Just having to hook your bra on the tightest set of hooks, is no guarantee that you've lost weight. As a matter of fact, in my case, it's more likely that the poor elastic is so strained it is slowly losing the fight to keep the girls hitched up (or the bra is officially old, which could be true in this instance too).
When all of your chin hairs grow in at the same pace, you can double as your spouse with a five o'clock shadow, even if it is only 9am. This is not what I envisioned whenever I hear that spouses start to resemble each other after years together.

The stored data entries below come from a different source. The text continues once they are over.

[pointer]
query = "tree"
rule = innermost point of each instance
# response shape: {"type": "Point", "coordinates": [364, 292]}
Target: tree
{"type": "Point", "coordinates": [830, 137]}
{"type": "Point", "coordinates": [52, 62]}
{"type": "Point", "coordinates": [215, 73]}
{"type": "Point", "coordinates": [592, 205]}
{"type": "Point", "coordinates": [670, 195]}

The scale number can be the same as it has been for months (weight loss plateau my big fat behind, it's becoming the Great Plains) and your pants can be tighter than they were. I knew those brownies were going to go to my arse but this is ridiculous!
When it is beyond humid outside and you go for a run (see item #1 for reason why), you don't need to worry about chub rub because your upper thighs will glue themselves together with sweat and not come unstuck enough to rub.
Layers in your hair mean you really do need to attempt to style your hair. Either that or spend a lot of time in the pool under water. This works best when the pool doesn't feel like warm bathwater thanks to ridiculously high temps.
The car's air conditioner will only give up the ghost on the hottest day of the summer thus far and only when you are faced with a very long drive in less than a week. Anyone else think D. is going to be suspicious if I tell him the a/c is out in the car after it went out in the house too? I promise neither the HVAC guy or the mechanic were good looking enough to warrant another call and additional hours in their company!
Printing luscious looking dessert recipes from the internet is nearly as satisfying as eating them and more satisfying than taking the time to make them. Truly, it's a diet revolution. And I apologize in advance to all the trees giving up their lives so I can drool over my stacks of personally selected food porn.